Re:an anonymous reader (Score:5, Informative)
Since when do I submit news anonymously?
Anyway, if anyone here is short TSLA and is trying to understand what the market is thinking, this summary [tinyurl.com] explains everything.
Re:an anonymous reader (Score:5, Funny)
I also control the British crown and keep the metric system down.
Re:No they didn't Rei and Bruce (Score:5, Informative)
It does not matter what the stock price was a 12 months ago, short stocks have to buy the stock back when there is demand. It is like gambling, you borrow someones else's shares and hope the price will go down enough that you can buy it back. If the price does not go down, eventually they are going to have to buy it for something they did not want to pay.
The gambling part is when and how much you will have to buy it back for. They could just buy it back early, but they they wait until the market determines that they have to buy it back and it is usually when the price is much higher than they expected and puts them into a hole.
They really should outlaw short positions, it is just another way to gamble for financial institutions .

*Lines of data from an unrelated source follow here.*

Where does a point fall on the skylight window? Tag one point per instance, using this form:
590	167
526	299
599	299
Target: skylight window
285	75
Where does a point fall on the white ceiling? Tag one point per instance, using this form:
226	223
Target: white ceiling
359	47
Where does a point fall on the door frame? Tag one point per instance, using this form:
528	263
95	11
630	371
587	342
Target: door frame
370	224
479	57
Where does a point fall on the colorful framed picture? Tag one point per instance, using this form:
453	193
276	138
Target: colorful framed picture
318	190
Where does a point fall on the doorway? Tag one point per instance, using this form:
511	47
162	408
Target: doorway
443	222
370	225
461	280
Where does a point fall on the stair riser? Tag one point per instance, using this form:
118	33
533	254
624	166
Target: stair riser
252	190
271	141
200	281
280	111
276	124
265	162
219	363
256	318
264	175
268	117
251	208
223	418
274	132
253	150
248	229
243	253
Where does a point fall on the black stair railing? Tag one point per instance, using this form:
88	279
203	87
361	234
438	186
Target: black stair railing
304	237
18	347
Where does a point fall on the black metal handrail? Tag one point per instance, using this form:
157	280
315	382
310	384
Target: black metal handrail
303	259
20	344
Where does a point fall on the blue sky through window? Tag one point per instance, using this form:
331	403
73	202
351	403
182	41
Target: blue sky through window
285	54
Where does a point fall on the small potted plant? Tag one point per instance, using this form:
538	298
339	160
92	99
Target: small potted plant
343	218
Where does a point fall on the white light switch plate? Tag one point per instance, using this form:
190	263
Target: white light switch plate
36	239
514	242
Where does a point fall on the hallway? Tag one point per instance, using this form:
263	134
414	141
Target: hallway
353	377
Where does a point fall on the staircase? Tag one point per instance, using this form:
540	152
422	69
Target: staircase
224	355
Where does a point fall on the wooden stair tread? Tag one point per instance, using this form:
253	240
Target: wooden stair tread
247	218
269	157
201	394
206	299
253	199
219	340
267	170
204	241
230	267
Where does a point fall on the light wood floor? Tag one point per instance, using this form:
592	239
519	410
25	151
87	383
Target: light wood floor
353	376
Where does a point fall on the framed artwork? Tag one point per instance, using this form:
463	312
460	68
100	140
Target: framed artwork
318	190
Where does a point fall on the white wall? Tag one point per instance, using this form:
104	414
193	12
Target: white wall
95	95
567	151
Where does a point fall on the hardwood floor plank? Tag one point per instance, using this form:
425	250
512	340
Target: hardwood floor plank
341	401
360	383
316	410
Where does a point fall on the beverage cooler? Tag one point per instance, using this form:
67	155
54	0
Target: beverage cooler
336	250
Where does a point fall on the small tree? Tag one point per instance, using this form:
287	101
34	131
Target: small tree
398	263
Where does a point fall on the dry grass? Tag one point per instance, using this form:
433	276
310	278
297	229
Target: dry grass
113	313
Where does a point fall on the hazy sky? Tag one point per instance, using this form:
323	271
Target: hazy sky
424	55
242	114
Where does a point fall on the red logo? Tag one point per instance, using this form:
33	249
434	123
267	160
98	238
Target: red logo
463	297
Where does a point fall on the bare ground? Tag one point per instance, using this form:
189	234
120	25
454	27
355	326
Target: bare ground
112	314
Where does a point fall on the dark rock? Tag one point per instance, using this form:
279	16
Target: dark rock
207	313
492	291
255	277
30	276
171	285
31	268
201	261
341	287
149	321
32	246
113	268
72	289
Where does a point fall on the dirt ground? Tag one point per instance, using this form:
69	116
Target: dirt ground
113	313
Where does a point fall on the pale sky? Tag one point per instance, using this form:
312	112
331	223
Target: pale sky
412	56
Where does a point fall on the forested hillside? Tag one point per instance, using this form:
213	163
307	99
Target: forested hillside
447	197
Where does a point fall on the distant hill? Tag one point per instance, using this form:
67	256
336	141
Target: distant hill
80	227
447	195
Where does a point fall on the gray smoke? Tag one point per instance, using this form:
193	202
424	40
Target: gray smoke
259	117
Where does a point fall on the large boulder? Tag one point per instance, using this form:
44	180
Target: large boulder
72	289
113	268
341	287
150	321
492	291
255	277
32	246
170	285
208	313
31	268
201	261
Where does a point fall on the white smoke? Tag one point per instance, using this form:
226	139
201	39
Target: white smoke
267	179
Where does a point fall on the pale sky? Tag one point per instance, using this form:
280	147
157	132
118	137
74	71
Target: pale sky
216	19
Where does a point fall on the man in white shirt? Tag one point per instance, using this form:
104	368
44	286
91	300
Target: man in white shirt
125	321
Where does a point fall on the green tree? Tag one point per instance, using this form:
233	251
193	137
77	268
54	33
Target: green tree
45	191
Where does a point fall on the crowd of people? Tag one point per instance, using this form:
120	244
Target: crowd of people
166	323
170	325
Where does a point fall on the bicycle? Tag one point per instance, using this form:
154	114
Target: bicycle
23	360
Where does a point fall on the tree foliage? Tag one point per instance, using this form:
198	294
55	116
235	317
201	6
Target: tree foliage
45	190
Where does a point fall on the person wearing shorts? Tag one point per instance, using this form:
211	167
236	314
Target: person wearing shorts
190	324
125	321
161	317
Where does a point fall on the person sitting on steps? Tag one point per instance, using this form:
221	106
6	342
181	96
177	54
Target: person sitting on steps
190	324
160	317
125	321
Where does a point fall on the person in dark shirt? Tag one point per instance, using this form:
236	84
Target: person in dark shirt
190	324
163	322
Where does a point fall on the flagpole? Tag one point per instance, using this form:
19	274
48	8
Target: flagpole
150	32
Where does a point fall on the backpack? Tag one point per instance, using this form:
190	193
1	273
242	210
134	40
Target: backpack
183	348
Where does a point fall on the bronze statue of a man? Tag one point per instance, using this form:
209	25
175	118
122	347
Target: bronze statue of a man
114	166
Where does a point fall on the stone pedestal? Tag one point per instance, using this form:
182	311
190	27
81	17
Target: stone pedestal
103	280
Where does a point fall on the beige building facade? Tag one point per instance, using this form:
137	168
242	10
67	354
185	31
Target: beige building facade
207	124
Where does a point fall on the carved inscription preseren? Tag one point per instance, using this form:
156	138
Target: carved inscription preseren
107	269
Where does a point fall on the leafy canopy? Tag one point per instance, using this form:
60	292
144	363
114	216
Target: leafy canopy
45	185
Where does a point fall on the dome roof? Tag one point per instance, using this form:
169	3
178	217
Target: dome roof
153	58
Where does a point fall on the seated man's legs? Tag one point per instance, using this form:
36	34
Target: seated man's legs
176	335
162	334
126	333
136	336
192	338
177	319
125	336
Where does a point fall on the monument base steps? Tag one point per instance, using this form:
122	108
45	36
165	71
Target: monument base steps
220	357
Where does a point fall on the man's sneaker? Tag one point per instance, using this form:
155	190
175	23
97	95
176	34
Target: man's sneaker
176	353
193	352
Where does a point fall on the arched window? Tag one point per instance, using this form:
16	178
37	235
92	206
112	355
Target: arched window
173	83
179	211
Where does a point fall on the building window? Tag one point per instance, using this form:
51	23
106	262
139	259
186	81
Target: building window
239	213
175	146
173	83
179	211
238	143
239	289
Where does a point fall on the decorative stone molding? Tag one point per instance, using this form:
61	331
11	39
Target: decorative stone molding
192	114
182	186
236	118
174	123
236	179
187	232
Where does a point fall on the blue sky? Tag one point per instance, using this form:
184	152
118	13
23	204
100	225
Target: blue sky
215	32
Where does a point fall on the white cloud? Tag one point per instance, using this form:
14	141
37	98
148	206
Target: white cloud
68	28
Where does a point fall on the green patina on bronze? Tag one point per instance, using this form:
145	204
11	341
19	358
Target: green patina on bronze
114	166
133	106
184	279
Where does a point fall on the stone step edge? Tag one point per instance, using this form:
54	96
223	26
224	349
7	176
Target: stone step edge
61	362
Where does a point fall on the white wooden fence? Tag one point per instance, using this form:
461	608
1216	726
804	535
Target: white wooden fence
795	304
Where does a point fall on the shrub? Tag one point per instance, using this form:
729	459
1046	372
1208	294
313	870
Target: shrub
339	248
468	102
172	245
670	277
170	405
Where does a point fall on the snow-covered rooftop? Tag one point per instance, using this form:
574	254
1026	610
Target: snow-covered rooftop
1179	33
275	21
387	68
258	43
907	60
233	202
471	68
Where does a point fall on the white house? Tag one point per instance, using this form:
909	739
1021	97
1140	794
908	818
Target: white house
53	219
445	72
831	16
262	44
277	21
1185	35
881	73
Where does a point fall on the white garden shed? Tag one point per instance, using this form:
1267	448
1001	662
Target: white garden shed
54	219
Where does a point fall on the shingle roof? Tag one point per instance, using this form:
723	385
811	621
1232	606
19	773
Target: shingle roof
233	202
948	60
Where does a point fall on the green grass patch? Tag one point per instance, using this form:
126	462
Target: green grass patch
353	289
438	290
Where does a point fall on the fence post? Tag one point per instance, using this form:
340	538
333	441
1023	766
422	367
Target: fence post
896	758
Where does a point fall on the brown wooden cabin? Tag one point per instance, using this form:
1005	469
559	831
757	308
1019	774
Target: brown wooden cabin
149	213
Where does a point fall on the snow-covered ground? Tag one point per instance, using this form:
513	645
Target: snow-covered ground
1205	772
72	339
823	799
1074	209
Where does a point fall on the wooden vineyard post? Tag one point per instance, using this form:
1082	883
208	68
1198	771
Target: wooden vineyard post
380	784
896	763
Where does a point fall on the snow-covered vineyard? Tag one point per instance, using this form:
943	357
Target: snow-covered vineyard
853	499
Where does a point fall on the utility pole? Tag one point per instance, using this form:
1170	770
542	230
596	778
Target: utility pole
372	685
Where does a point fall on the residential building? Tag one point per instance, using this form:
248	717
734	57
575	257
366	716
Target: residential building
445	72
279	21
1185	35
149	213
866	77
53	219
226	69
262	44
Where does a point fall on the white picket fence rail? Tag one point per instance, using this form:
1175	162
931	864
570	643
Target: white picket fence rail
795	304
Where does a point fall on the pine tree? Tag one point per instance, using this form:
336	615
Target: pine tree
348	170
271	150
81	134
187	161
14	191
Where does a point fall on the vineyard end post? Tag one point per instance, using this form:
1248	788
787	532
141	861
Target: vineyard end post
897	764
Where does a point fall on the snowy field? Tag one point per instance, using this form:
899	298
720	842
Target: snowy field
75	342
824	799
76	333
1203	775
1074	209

Re:No they didn't Rei and Bruce (Score:5, Informative)
When you short a stock, you have to post the money into a margin account to buy it back (slightly more as you will have to have enough to cover any expected movement in the short term before your position can be closed)
As the price rises, you have to add more and more money to your margin account. Eventually you run out of money and if you cannot post the new margin for the next day, your broker will use the money in your margin account to close your short position.
If the shares move too rapidly and unexpectedly, your broker might not be able to close out your position using the margin account and you're fucked. If it's a big enough movement, your broker is fucked too as they're on the hook if you go bankrupt.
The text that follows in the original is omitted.